Covering space of $S^1 \vee S^1$?

Question

Is this a covering space of $S^1 \vee S^1$?

I'm not sure what the map from this space onto $S^1 \vee S^1$ does. What is mapped onto which $S^1$?

Answer 1

No this is not. From my understanding of a covering space which comes almost directly from Hatcher Section 1.3 pgs 56-59, here's an attempt at an explanation.
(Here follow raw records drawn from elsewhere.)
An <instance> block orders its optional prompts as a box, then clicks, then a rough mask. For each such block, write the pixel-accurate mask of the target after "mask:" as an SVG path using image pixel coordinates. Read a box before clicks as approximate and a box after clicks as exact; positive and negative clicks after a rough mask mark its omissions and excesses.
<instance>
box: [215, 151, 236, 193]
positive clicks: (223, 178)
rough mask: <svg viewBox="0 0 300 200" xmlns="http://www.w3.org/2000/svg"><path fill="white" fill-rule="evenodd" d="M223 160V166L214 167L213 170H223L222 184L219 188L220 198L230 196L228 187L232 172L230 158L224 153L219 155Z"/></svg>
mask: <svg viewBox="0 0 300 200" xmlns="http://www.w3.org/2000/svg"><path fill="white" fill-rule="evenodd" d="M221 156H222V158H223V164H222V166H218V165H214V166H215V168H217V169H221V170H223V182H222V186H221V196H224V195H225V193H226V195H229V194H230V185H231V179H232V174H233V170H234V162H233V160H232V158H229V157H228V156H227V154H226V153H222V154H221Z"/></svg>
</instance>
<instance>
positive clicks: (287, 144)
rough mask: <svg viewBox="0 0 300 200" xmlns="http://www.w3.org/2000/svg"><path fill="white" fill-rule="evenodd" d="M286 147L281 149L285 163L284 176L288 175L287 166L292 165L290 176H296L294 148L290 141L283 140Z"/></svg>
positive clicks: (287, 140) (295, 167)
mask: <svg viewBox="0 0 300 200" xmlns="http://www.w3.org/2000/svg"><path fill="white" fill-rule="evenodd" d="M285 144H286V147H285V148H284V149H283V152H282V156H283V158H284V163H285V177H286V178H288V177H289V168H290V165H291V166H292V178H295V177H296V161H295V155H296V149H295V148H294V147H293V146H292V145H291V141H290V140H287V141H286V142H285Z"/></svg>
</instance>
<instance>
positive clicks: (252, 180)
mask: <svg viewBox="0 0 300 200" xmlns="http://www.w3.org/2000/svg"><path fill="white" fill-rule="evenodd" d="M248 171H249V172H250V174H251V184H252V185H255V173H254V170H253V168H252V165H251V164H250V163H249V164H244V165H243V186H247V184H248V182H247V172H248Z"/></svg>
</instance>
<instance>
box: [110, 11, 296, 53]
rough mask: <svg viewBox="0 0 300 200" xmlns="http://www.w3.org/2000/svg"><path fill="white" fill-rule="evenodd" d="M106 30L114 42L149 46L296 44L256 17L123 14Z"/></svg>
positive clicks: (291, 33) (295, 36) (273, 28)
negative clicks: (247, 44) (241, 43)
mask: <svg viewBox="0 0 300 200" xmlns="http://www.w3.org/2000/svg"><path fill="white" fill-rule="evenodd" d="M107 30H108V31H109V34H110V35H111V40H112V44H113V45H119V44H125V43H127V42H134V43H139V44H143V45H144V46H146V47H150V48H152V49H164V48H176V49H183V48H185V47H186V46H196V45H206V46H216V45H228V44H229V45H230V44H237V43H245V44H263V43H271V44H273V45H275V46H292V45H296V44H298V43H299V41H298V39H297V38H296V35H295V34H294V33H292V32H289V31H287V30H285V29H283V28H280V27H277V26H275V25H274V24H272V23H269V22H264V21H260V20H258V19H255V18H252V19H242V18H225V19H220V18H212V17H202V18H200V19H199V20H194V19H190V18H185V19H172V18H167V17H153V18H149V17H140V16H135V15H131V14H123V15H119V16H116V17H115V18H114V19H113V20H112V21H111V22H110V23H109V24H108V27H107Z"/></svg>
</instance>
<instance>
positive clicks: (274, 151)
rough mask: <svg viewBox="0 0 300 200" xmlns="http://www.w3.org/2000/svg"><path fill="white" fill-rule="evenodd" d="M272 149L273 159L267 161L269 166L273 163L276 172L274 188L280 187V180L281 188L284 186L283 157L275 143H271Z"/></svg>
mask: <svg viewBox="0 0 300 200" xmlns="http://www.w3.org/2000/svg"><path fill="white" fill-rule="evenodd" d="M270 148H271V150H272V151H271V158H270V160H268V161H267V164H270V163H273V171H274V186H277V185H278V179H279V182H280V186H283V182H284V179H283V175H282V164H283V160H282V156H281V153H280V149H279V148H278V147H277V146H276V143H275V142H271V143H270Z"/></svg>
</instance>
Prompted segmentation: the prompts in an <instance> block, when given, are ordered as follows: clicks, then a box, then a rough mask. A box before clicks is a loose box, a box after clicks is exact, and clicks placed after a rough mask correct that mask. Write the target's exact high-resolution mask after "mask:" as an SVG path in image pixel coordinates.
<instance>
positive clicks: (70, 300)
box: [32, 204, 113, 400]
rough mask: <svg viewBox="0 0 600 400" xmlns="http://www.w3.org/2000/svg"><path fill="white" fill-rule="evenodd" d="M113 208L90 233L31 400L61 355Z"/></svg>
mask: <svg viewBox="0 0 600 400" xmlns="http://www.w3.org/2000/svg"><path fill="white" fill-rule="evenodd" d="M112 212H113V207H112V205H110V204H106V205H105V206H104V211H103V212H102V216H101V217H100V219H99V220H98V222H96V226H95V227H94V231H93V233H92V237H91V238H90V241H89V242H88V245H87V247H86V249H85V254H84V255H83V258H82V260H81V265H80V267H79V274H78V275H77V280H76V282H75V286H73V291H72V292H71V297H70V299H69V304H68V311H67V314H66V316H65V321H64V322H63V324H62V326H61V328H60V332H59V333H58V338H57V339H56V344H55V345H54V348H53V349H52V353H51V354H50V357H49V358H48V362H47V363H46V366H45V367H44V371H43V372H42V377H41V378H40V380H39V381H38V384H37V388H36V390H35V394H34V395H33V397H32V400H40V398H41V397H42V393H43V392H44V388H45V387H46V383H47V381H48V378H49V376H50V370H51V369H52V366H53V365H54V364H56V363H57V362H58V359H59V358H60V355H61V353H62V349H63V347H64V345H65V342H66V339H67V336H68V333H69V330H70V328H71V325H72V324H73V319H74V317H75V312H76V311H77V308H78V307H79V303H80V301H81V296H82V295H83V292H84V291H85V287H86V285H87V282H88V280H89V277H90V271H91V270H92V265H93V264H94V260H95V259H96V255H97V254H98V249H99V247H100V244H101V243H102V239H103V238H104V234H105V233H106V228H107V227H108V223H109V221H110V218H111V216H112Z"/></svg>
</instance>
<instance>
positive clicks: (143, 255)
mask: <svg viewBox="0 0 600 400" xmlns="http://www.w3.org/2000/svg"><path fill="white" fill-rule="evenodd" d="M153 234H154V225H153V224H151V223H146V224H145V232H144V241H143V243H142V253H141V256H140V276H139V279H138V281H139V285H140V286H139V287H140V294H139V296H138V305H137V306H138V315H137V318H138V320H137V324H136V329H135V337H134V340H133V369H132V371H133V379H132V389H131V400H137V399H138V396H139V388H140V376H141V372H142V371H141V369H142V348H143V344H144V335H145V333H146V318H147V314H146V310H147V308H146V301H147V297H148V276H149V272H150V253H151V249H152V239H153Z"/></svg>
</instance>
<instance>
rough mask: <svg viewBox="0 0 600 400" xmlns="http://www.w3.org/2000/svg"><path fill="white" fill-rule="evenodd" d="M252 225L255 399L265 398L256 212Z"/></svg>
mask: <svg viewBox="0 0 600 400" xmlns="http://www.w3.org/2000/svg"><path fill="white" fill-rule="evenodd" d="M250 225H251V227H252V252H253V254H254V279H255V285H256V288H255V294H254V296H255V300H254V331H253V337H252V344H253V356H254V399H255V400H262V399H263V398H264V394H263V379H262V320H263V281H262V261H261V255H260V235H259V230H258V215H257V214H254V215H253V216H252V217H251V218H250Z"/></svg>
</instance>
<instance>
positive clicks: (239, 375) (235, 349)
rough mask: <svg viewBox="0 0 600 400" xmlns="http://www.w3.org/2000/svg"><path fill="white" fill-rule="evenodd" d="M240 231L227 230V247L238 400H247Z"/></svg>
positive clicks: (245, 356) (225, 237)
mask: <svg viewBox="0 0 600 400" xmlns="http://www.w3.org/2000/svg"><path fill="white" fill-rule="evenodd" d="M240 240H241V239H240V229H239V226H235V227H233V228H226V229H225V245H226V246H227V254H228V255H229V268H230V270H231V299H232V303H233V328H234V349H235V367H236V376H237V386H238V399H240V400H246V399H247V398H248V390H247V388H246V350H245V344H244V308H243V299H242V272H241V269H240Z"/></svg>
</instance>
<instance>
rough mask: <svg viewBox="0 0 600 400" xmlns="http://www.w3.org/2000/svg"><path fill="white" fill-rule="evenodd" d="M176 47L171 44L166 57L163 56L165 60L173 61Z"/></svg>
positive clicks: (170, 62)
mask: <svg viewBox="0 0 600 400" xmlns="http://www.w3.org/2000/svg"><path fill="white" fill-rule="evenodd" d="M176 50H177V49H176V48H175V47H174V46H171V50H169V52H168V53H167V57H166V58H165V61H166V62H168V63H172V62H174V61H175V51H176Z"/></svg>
In the graph $Y$ you have shown there is a vertex $x_0$ with 3 incoming edges and 3 outgoing edges. If $Y$ was a covering space for $X = S^1 \vee S^1$, then there is a map $p: Y \rightarrow X$ which satisfies that there exists an open cover such that every open set $U$ in the cover has a preimage $p^{-1}(U)$ which maps homeomorphically ontop $U$ by $p$. So consider the point $p(x_0) \in X$. It is contained then in some open set $U$ in the cover. So naturally $p^{-1}(U)$ maps homeomorphically onto $U$ so as $x_0 \in p^{-1}(U)$ then $x_0$ has 3 incoming edges and 3 outgoing edges then so must $p(x_0)$. As no point in $X$ has 3 incoming edges and 3 outgoing edges, then $p$ cannot exist.

So $Y$ isn't a covering space for $X$.

Hope this helps!

Answer 2

It can't be a covering space. The central point is not (homeomorphic to) a point of $S^1 \vee S^1$. But I believe this is the only problem. (It has a total of 3 incoming and 3 outgoing arrows.)